Problem
Let $f:\mathbb{R}\to \mathbb{R}$ and $c\in\mathbb{R}$. Prove that $$(f \text{ continuous on } \mathbb{R}) \land (\forall x<c,\; f(x)<0) \land (\forall x>c,\; f(x)>0) \implies f(c)=0$$
My proof
Since $f$ is continuous, we have that, for all $\varepsilon$, there is a $\delta$ such that for all $x\in [c-\delta,c+\delta]$ $$-\varepsilon \leq f(c)-f(x)\leq \varepsilon$$ This implies that $f(c)-\varepsilon\leq f(x)$
By contradiction, assume $f(c)>0$ (the case $f(c)<0$ is similar) and lets use $f(c)$ as our $\varepsilon$, then we have a $\delta$ such that $\forall x\in [c-\delta,c+\delta]$ $$0=f(c)-f(c)\leq f(x)$$ This says that $\forall x\in [c-\delta,c+\delta],\; f(x)\geq0$ but there are values on $[c-\delta,c+\delta]$ that are $>c$ and some that are $<c$ thus $f(x)$ cannot have the same sign for all of them.
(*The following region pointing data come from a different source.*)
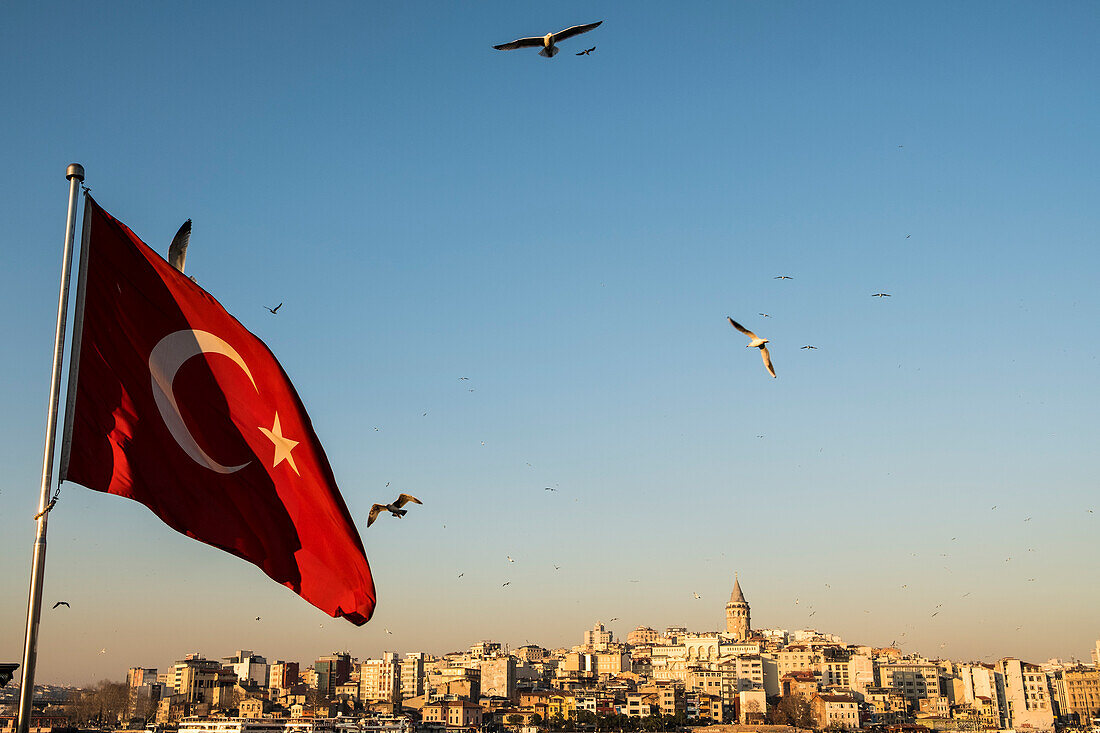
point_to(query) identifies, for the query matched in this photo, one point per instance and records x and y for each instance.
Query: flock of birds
(548, 48)
(757, 342)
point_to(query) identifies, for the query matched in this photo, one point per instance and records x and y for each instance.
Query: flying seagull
(548, 42)
(394, 509)
(177, 251)
(758, 342)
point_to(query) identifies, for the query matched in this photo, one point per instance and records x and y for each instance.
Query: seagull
(177, 251)
(548, 42)
(394, 509)
(758, 342)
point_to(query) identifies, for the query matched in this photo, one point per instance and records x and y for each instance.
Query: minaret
(737, 613)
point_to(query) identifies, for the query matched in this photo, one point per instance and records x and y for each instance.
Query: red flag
(183, 409)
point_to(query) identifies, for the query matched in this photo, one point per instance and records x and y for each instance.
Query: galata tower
(737, 613)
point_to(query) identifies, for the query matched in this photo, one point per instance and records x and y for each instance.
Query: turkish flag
(179, 407)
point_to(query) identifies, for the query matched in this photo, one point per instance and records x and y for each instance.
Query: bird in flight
(758, 342)
(548, 42)
(177, 251)
(394, 509)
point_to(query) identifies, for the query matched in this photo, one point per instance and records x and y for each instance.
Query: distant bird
(758, 342)
(548, 42)
(394, 509)
(177, 251)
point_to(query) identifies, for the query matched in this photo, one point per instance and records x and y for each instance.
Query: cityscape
(739, 676)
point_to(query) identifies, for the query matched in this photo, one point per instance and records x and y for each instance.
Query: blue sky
(570, 233)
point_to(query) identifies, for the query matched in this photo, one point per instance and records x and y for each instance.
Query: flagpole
(75, 175)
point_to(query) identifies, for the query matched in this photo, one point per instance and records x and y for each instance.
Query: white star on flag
(283, 446)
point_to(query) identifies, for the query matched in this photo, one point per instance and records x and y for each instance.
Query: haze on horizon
(570, 234)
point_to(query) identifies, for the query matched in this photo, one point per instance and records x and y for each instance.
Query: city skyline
(486, 294)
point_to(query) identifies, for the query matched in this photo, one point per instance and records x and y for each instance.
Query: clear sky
(570, 234)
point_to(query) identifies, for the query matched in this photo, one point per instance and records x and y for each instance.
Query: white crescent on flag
(164, 361)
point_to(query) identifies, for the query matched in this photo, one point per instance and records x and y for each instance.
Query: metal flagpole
(75, 175)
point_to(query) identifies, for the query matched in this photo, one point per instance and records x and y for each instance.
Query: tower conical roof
(737, 595)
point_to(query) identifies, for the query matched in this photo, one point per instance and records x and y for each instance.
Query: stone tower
(737, 613)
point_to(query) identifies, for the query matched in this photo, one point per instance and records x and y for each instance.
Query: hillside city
(651, 680)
Contradicting $\forall x\in [c-\delta,c+\delta],\; f(x)\geq 0\;\square$.
Is this a valid proof? I find it particularly simple given that I didn´t use the intermediate value theorem. (I'm not supposed to know it for this problem)
The proof is correct. It could also be proven by the use of the IVT.